Irawaty Wardany, The Jakarta Post, Jakarta
Thu, 11/25/2010 10:44 AM

Heavy traffic congestion, regular flooding, clean- water shortages and unaffordable land have prompted discourse on relocating the capital city.

“If we do not take action to overcome these problems, social and environmental problems in Jakarta as well as development disparity between the city and other regions in the country will only worsen,” Regional Representatives Council deputy chairman Laode Ida told a seminar on the sustainability of Jakarta as the capital and center of government at the University of Indonesia in Depok on Wednesday.

Currently, 661-square-kilometer Jakarta is home to about 9.6 million people, but during daytime the number can reach more than 12 million considering most people in the satellite cities work in Jakarta.

The condition is worsened by the fact that the number of vehicles has surpassed the city’s population. There are already 11.3 million vehicles in the city.

Furthermore, a study has found that Jakarta will be totally grid-locked by 2014.

Laode said moving the center of government to a region outside of Java was one option, considering the island is overly crowded.
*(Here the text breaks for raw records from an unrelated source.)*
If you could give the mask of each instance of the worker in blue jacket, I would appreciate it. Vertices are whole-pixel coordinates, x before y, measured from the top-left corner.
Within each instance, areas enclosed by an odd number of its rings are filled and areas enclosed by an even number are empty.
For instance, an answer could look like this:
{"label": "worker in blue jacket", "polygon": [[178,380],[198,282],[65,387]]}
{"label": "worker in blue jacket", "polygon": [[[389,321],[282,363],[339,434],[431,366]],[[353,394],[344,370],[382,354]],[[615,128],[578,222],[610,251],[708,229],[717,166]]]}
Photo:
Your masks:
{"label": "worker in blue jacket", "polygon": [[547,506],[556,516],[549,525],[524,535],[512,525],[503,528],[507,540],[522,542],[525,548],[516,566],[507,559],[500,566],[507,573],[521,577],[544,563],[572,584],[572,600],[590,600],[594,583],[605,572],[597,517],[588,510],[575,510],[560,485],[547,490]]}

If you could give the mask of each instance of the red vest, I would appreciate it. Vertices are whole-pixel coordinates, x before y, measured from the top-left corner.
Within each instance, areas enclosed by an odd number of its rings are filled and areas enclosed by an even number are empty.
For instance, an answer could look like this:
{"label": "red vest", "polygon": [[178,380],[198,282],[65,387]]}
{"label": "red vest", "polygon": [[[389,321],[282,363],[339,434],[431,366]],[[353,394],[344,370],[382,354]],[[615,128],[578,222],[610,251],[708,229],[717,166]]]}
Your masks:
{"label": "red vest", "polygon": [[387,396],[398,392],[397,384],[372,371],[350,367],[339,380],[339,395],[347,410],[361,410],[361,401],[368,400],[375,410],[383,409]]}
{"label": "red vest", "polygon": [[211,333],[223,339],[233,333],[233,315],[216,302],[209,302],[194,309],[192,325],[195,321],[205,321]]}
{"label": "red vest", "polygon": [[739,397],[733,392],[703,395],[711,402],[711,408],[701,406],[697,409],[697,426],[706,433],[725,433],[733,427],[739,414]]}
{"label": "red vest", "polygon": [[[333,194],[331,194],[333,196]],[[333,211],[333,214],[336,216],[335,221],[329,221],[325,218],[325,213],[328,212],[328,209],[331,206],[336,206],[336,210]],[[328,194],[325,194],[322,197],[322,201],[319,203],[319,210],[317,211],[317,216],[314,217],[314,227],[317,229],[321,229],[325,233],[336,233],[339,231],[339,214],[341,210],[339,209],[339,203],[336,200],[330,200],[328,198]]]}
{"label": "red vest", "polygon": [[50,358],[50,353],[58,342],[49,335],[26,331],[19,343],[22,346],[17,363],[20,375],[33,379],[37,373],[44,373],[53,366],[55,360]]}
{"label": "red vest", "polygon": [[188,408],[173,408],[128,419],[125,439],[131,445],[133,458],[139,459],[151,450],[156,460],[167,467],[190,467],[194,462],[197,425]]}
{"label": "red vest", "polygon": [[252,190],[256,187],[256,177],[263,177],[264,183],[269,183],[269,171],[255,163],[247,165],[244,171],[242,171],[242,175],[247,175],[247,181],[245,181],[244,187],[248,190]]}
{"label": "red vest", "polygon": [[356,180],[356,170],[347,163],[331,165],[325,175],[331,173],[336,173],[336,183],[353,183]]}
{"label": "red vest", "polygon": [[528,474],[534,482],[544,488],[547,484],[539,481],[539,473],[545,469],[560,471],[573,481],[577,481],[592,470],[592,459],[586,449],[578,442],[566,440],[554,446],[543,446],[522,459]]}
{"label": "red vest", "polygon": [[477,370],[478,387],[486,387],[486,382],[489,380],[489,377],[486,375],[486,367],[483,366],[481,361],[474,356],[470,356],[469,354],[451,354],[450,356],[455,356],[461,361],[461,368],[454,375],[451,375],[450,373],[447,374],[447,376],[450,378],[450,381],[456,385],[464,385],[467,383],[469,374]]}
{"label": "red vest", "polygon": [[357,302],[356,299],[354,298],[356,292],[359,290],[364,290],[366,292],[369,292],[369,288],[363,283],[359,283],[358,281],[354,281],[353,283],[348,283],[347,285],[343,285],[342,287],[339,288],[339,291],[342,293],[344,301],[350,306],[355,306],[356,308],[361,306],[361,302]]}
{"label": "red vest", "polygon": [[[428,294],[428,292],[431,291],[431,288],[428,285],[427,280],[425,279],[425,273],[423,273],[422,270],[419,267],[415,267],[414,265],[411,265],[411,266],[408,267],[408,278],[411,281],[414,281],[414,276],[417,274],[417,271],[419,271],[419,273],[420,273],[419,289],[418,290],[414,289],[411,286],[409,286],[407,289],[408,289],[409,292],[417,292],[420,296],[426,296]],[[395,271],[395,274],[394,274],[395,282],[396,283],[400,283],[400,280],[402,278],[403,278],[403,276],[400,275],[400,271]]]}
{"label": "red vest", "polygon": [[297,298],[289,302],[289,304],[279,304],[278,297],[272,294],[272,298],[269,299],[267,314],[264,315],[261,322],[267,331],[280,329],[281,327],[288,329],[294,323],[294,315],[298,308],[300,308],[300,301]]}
About 60 percent of Indonesia’s more than 230 million people reside in Java.

The second option, he said, was moving only legislative and executive activities, “but that would not offer significant change.”

A third option would be to develop other regions so that people would not be attracted to migrate only to Jakarta.

However, Laode said, the first and second options would cost the government more as it would have to build infrastructure in any region chosen as the new capital, as well as relocate all public servants.

“Considering the complexity of the process, the government needs to prepare a long-term plan as well as anticipate any social problems that may occur,” he said.

The third option would also be a financial burden on the central government in supporting development in the other regions, but it would have a positive impact because the distribution of migrants would be more even between one region and another.

However, the third option had the potential to spark social conflict between newcomers and indigenous people, he warned.

Sociologist Adrinof Chaniago, who is also the coordinator of the Indonesian Vision for 2033 team, said a study had been conducted on which region would be the most appropriate as the new capital and it concluded that the ideal region was somewhere in Kalimantan due to its accessibility, comfort and environmental capacity.

“In order to reorganize Jakarta, we must lighten its burden first,” he said.

However, the head of the Presidential Advisory Council, Emil Salim, said it would be better to use the funds to cover the cost of moving the center of government on solving the threat of gridlock in Jakarta in 2014 as it could have a vast political impact on the country.

“Beside, we already have all the infrastructure for government buildings, an electricity network and much more in Jakarta, so why bother developing a new one in a new region?”

He said to overcome the problems currently faced by Jakarta, the city administration should devise integrated development with its satellite cities, starting from a transportation system, industry, education, health and culture so that people would be less tempted to migrate to Jakarta.